In 2012, he had accumulated three losses in just four appearances. As the organization sold out to the Ultimate Fighting Championship, he was grasping at straws building a case to jump to the MMA epicenter.
He was exciting, likable, and willing to move down to Welterweight — so they gave him a chance. Perhaps, this opportunity was some form of remittance for the thrills he gave fans in the UFC earlier in his career — a gesture of appreciation. He didn’t give the promoter a chance to be regretful, much less reconsider his contract. In retrospect, this was a really good judgement call.
A first-round implosion of Josh Koscheck turned heads. A follow-up win over Bobby Voelker channeled Lawler’s improvements.
A unanimous decision victory over Canada’s hottest MMA prospect, Rory MacDonald, shortlisted him for Comeback of the Year and a title shot. He was awarded both.
In the meantime, Johnny Hendricks’ brutalization of Georges St-Pierre was undone by delusion and GSP slid (or was pushed) into hiatus. The title was vacated, and Hendricks needed a dance partner for a shot to take what was rightfully his.
So forth, Robbie Lawler fought Hendricks for the first time early this year. It was a slug-fest, but Lawler’s failure to close in the fifth round saw the decision go against him.
Lawler’s efforts engendered the rematch, which Hendricks granted him this weekend. Lawler delivered a ferocious attack in beginning and end, but lacked that certain urgency in the second and third rounds. Luckily for him, the judges likened themselves to his determined entry and exit — so it didn’t matter.
Hendricks’ wrestling was effective in those middle rounds but quickly proved stagnant — uncovering the boo-birds and demanding repeated breaks on the cage by attentive referee Herb Dean. Still, he was getting the better of the action no matter where it went. It just wasn’t enough.
Lawler’s early aggression and last-ditch heroics convinced the judges’ call to go in his favor. The split decision read 48-47 for Lawler, 48-47 for Hendricks, and a rather excessive 49-46 for Lawler.
Do we need to see a third contest?
It goes without question — yes — Hendricks lost his title on the narrowest of scoring margins. He deserves the chance to regain it, just as Lawler deserved his retribution on Saturday.
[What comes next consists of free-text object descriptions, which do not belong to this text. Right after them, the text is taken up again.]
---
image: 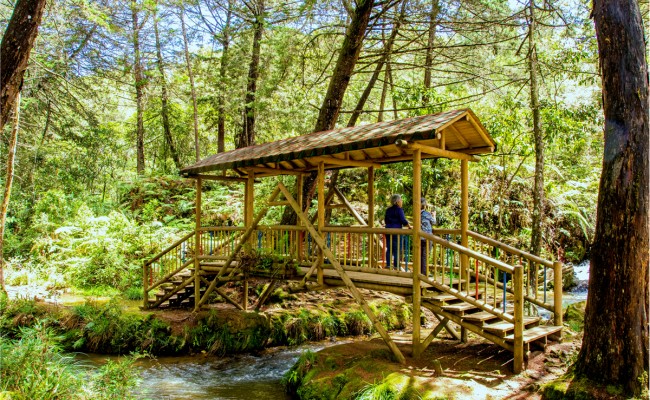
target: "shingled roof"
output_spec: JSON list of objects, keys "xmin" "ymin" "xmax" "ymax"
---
[{"xmin": 181, "ymin": 108, "xmax": 496, "ymax": 176}]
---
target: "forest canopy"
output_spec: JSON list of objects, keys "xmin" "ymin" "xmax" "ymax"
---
[{"xmin": 0, "ymin": 0, "xmax": 604, "ymax": 291}]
There is plenty of time for that.
Lawler has obligations to face Rory MacDonald, who has evidently refined his boxing and technique since their first bout. MacDonald recently defeated Tarec Saffiedine at UFC Halifax.
In the interim, Hendricks could go up against Matt Brown — the same foe who tested Robbie Lawler before the Hendricks rematch. He has many options at Welterweight that don’t involve Lawler or the UFC title. He should take advantage of that and build anticipation.
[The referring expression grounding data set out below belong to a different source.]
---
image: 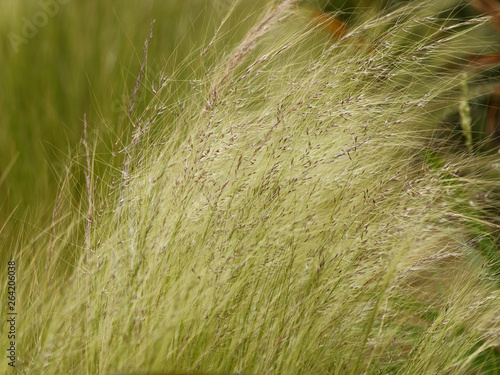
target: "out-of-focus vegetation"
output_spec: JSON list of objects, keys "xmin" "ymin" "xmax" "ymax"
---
[{"xmin": 0, "ymin": 0, "xmax": 270, "ymax": 244}]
But does Lawler want that?
“Johny is a hell of a fighter, a hell of a competitor, and I look forward to meeting him again. Now that we have each won one apiece — and they were close fights — I think we need to figure this one out.” Lawler said to Sherdog.com, indicating he prefers to settle with Hendricks than rematch MacDonald.
It’s now proven that all roads lead to each other. Seeing these two men compete is about as exciting as it gets in MMA. I can’t wait for that trilogy — whenever it happens — or any opportunity to watch these men partake in an MMA contest.
For now, all that is left to do is appreciate what happened at UFC 181 — besides an extremely deep Pay-Per-View show. Robbie Lawler made this night, his night, and put on a fight worthy of the history books. He is an unlikely — but truly deserving — UFC champion.